Every morning I start my day reading posts in the Working Daughter private Facebook group for people who are caring for aging parents. For the past two months I have borne witness to the worry, fear, and sometimes anger thousands of family caregivers are experiencing since the COVID-19 outbreak. Some are holding their breath, waiting for the day they hear there has been a positive case in their parent’s senior living facility. Others are wondering why that information isn’t readily available. Some wonder whether they should move their parent in with them, and if they do, how can they care for them and protect them from exposure? Some lament the fact they’ve noticed significant cognitive decline as their parent sits in isolation. Others mourn the missed time with family members who are advanced in age and compromised in health. And many are questioning visitation policies, especially where dementia is involved.

My message to these caregivers has been that when we get to the other side of the crisis, we will work together to affect positive change. Now is not the time, I’ve said, but we will make sure this moment matters. We already knew we needed better pay and workplace protections for the paid caregivers who care for our parents. We quickly learned that senior living facilities need to put communication policies and protocols in place.

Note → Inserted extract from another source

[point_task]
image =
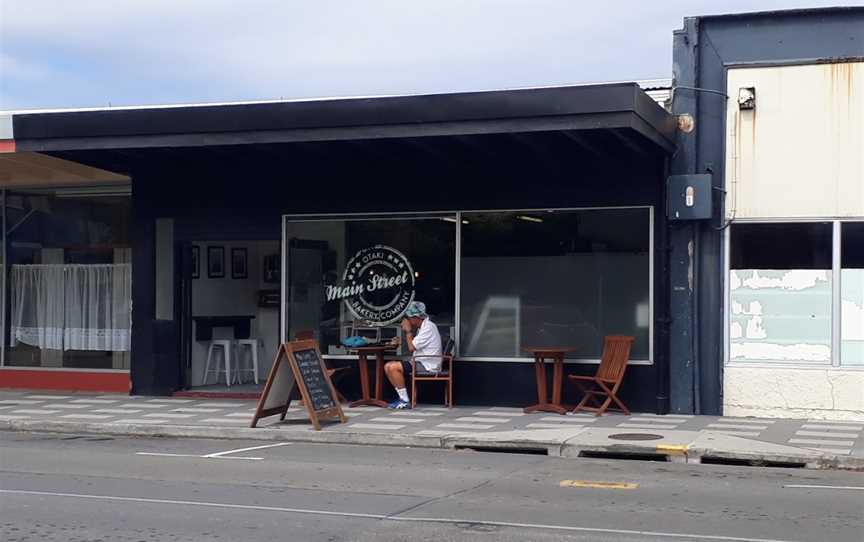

But family caregivers are pushing back. “How long do we wait?” they ask. “How long will this situation last and how bad will it get – how much will my parent suffer?” They are right to ask these questions now. Are we making the right tradeoffs between safety and loneliness? Do the visitation policies make sense – especially when it comes to people with dementia? “We’re not just visitors,” they remind me. “We’re caregivers” Yes, just as I was for my father.

The time is now to have these conversations and family caregivers must have a seat at the (virtual) table as they take place. We are not looking to flout safety or hinder progress in the fight against COVID-19; we are vested in protecting the people we love. What we are simply asking for is representation. As government officials, public health experts, medical professionals, and care facility administrators convene to discuss how to care and protect the elderly, they must include family caregivers in the process. After all, those same groups of people and policy makers rely on family members to provide an estimated $470 billion in unpaid care annually, according to the AARP Public Policy Institute. Surely we can be relied upon to help address what’s best for our family members now.